Pursuant to N.J.S. 2C:58-3d, which governs New Jersey firearm permit appeals, “No formal pleading and no filing fee shall be required as a preliminary to such hearing.” (Emphasis added.)
Despite the above, over the last year, New Jersey’s county courts have been requiring a $50 filing fee “made payable to the Treasurer State of New Jersey” from people wishing to appeal their police chiefs’ denials of firearm permit applications.
The firm of Evan F. Nappen Attorney at Law PC immediately began challenging this practice. However, such matters often take months to finally come to a hearing.
On October 18, 2016, the Nappen Firm completed a case in Ocean County that included this challenge, regarding which the judge agreed and ordered “that the applicant shall be reimbursed the $50.00 filing fee.”
Louis P. Nappen, Esq., who handled the matter for the Firm, stated, ‘“No filing fee’ means ‘no filing fee.’ The law could not be clearer. I applaud the judge for correctly applying the law in this regard.”
The Order was served and, this past week, the Treasury of New Jersey issued the appellant his refund. (As pictured, above.)
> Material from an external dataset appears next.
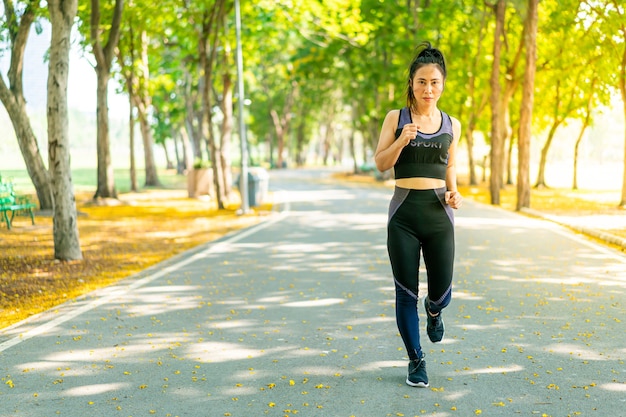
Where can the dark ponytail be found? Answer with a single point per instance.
(426, 55)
“$50 may not seem like a lot,” Nappen continued, “but consider that there are thousands of permit appeals. That money adds up.”
In 1971, in the case Weston v. State, the New Jersey Supreme Court explained:
"The function of the Police Chief as the local administrative official charged with responsibility for the original decision to grant or withhold the firearms purchaser identification card involves largely the exercise of an informal discretion…. So viewed, it follows that the basic justice aimed at by the Legislature in expressly providing for judicial review, can be achieved fairly only by a de novo hearing in the County Court.… Such a judicial review compensates constitutionally for procedural deficiencies before the administrative official."
In 2010, the U.S. Supreme Court affirmed that the right to keep arms is a fundamental, individual constitutional right belonging to all U.S. citizens.
In this regard, Evan F. Nappen, Esq., stated, “Denial of one’s constitutional rights should not be a cash-cow for the State and something that can be arbitrarily increased to discourage people from exercising the right to keep and bear arms.”
In a brief dated November 7, 2016, submitted in the Appellate case of State v. Lambert, the Office of the Attorney General concedes that New Jersey’s Stun Gun Ban is unconstitutional, stating:
"[T]he State agrees with defendant that New Jersey’s stun-gun statute, N.J.S.A. 2C:39-3h, is unconstitutional in light of Caetano v. Massachusetts, 136 S.Ct. 1027 (2016), and defendant’s conviction under that statute should be vacated in the interests of justice." (See document.)
This position was in response to a brief filed on behalf of Appellant Lambert by Joshua Sanders, Esq., of the New Jersey Office of the Public Defender Appellate Division. (See document.)
In this case, Lambert was charged in 2009 with possession of a stun gun in violation of N.J.S. 2C:39-3h, as well as other non-weapons charges.
Although the appellant did not raise this constitutional issue in his original 2015 plea, the Attorney General confirms in its brief:
"[T]he State agrees with defendant’s reading of United States Supreme Court precedent. To briefly recap Second-Amendment jurisprudence, the United States Supreme Court held that “the Second Amendment extends, prima facie, to all instruments that constitute bearable arms, even those that were not in existence at the time of the founding,” District of Columbia v. Heller, 554 U.S. 570, 582 (2008), and that this “Second Amendment right is fully applicable to the States[.]” McDonald v. Chicago, 561 U.S. 742, 750 (2010)."
The AG further recognizes:
"The State is unaware of any legitimate basis to distinguish New Jersey’s stun-gun statute from Massachusetts’ statute. The New Jersey stun-gun statute, like the Massachusetts statute, criminalizes mere possession of a stun gun….. Since both statutes criminalize mere possession of a stun gun, for the reasons outlined in Caetano, New Jersey’s stun-gun statute, like Massachusetts’s statute, violates the Second Amendment."
Evan F. Nappen, Esq., whose practice focuses on firearm and weapons law, stated in response to this recent development, “This is going to help a lot of people, including those who are looking for a reliable, non-lethal form of defense.” Additionally, Nappen confirmed that he presently has a number of cases in which this will be of help.